Sehr geehrte Damen und Herren,

mit Blick auf die Fußball-Weltmeisterschaft wird eines mal wieder mehr als deutlich: Wer seine Ziele erreichen will, braucht ein hervorragendes und super motiviertes Team mit Kompetenzen in unterschiedlichen Bereichen. So halten wir es auch bei OptiMedis: Wir haben in den vergangenen Monaten mehrere, bestens ausgebildete Spieler in die Mannschaft geholt – ganz aktuell für den Bereich Controlling, den wir zurzeit stark ausbauen. Und auch für unseren Aufsichtsrat konnten wir drei neue Mitglieder gewinnen mit Expertise aus ganz unterschiedlichen Bereichen.

Prof. Dr. Eberhard Wille, Vorsitzender des Sachverständigenrates zur Begutachtung der Entwicklung im Gesundheitswesen – dem wir ganz herzlich zur erneuten Wahl in dieses Amt gratulieren –, Dr. Hans Jürgen Ahrens, Rechtsanwalt, und der Arzt und Apotheker Dr. Hans-Nikolaus Schulze-Solce gehören seit kurzem dem Gremium an. Als Vorsitzender freue ich mich ganz besonders, dass wir diese drei ausgewiesenen Experten für den Aufsichtsrat gewinnen konnten. Ihre Kurzporträts finden Sie weiter unten in diesem Newsletter. In unserer nächsten Ausgabe werden wir dann ein ausführliches Interview mit Prof. Dr. Wille zur künftigen Versorgungslandschaft veröffentlichen.

Ärztenetze im Gespräch mit Minister Rösler

Sie haben es sicher gelesen – der Schweizer Nationalrat will die Integrierte Versorgung in Netzen zur Regel zu machen. Stimmt auch der Ständerat zu, werden die Krankenkassen ab dem Jahr 2012 verpflichtet, in jeder Region mindestens ein „Managed Care“-Modell anzubieten. Die Ärzte sollen dabei die Budgetmitverantwortung übernehmen, sodass sie besonders für die Gesunderhaltung der Patienten belohnt werden. Und auch in den USA gibt es ähnliche Entwicklungen (mehr dazu weiter unten).

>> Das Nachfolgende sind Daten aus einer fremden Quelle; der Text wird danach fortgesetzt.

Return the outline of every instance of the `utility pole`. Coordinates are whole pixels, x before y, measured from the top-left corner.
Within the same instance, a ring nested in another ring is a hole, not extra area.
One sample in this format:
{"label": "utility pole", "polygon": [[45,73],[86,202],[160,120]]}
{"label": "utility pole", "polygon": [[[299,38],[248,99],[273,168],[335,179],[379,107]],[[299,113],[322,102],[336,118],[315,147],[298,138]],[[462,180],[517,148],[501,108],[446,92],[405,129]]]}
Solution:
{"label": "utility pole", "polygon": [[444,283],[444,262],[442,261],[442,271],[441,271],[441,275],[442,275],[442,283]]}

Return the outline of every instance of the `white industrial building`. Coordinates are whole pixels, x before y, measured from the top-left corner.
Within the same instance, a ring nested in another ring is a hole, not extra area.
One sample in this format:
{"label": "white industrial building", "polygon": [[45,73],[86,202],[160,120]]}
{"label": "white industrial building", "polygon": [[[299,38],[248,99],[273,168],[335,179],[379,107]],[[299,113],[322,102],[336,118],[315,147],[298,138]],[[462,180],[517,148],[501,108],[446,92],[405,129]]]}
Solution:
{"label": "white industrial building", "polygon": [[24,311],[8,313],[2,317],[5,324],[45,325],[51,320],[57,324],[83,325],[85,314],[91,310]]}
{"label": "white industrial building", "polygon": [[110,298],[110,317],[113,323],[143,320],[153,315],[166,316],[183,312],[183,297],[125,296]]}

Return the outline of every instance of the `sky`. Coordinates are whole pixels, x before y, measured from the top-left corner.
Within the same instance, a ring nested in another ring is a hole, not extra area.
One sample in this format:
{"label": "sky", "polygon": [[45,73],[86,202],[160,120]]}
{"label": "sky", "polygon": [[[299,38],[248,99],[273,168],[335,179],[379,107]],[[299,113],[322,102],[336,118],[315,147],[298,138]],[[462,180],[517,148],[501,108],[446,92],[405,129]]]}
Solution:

Dass die Entwicklung in Deutschland mittelfristig in eine ähnliche Richtung gehen könnte, zeigt das Treffen mit Bundesgesundheitsminister Rösler, bei dem Gesundes Kinzigtal und vier weitere regionale Gesundheitsunternehmen ihre Konzepte präsentiert haben. Mehr über den Termin lesen Sie in dieser Ausgabe.

Außerdem in diesem OptiMedium: Das von OptiMedis entwickelte Data-Warehouse mit OLAP-Technologie und über 300 ETL-Prozessen, mit denen man Daten extrahieren, transformieren und in die Datenbank laden kann, und unsere Kooperation mit Samedi, durch die mit OptiMedis verbundene Ärztenetze besondere Konditionen erhalten.

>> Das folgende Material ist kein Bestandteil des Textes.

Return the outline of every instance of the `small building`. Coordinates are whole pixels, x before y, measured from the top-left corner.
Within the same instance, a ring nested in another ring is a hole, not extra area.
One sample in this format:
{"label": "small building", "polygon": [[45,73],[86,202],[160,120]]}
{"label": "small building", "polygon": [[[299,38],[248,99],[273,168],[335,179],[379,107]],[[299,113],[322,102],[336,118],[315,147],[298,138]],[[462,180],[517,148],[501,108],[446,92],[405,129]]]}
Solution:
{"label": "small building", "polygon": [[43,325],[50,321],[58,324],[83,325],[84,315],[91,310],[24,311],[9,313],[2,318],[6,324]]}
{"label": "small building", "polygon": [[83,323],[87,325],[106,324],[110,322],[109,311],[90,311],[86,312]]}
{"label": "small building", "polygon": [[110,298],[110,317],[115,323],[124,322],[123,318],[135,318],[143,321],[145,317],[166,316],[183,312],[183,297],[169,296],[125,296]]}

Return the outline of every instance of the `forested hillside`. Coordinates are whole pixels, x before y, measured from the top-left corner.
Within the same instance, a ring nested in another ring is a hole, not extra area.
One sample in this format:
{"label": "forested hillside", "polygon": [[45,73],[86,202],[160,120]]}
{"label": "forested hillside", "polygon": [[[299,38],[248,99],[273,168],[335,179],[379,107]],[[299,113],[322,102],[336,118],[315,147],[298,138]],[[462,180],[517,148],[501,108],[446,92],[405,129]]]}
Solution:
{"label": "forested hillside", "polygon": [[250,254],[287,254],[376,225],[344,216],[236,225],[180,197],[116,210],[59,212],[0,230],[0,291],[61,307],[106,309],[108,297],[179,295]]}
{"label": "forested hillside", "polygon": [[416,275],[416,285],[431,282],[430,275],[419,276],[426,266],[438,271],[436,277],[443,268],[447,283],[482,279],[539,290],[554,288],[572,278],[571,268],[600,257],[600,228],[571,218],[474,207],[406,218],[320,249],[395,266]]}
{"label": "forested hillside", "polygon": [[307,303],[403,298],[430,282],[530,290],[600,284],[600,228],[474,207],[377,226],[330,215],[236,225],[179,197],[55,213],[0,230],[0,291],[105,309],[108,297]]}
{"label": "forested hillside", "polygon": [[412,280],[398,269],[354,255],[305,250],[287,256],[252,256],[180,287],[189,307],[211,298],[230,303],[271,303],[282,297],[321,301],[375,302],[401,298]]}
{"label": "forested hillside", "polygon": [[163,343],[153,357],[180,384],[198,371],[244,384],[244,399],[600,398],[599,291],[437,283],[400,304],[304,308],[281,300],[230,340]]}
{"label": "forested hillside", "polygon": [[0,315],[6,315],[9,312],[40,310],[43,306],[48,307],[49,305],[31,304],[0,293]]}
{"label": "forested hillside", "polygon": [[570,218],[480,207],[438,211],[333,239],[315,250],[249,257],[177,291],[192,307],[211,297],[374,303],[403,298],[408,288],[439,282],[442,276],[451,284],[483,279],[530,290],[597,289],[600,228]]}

Eine interessante Lektüre wünscht Ihnen

 

Dr. Manfred Richter-ReichhelmIhr Dr. Manfred Richter-Reichhelm
Vorsitzender des Aufsichtsrats der OptiMedis AG

 


Neue Mitglieder im OptiMedis-Aufsichtsrat

Die OptiMedis AG hat drei neue Mitglieder für ihren Aufsichtsrat gewonnen. Prof. Dr. rer. pol. Eberhard Wille, Vorsitzender des Sachverständigenrates zur Begutachtung der Entwicklung im Gesundheitswesen, der Rechtsanwalt Dr. jur. Hans Jürgen Ahrens sowie Dr. med. Hans-Nikolaus Schulze-Solce, Arzt und Apotheker, wurden in das nun sechsköpfige Gremium gewählt. Alle drei werden ihr Know-how gezielt einbringen und sich für die Weiterentwicklung integrierter Vollversorgungssysteme einsetzen.

Vorsitzender des Aufsichtsrats bleibt Dr. med. Manfred Richter-Reichhelm. Auch die bisherigen Mitglieder Prof. Dr. med. Dr. phil. Alf Trojan und Prof. Dr. rer. nat. Gerd Glaeske führen ihre Arbeit weiter fort.

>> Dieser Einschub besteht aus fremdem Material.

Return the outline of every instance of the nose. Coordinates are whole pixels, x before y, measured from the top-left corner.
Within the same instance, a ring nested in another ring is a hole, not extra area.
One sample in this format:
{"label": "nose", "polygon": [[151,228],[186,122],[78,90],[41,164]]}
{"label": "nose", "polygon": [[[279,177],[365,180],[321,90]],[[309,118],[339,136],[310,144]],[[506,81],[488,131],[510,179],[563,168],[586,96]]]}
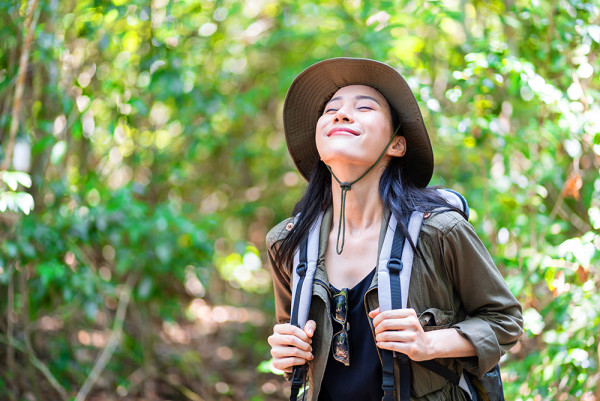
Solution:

Die neuen Mitglieder stellen wir Ihnen hier in Kurzporträts vor:

Dr. Hans Jürgen Ahrens
Dr. Hans Jürgen Ahrens 

„Nur durch einen erweiterten Wettbewerb über regionale Selektivverträge haben wir die Chance, Bewegung in das GKV-System zu bringen. Deshalb ist es so wichtig, jetzt Anreize für die Krankenkassen zu setzen, derartige Verträge zu schließen.“

 

Der Rechtsanwalt Dr. Hans Jürgen Ahrens war viele Jahre für den AOK-Bundesverband tätig – zunächst als Geschäftsführer dann als Vorsitzender des Vorstands. Zuvor arbeitete Dr. Ahrens unter anderem im Landesdienst Schleswig-Holstein als Ministerialdirigent und Leiter einer Abteilung im Ministerium für Arbeit und Soziales, Jugend, Gesundheit und Energie. Heute ist Dr. Ahrens als Rechtsanwalt tätig.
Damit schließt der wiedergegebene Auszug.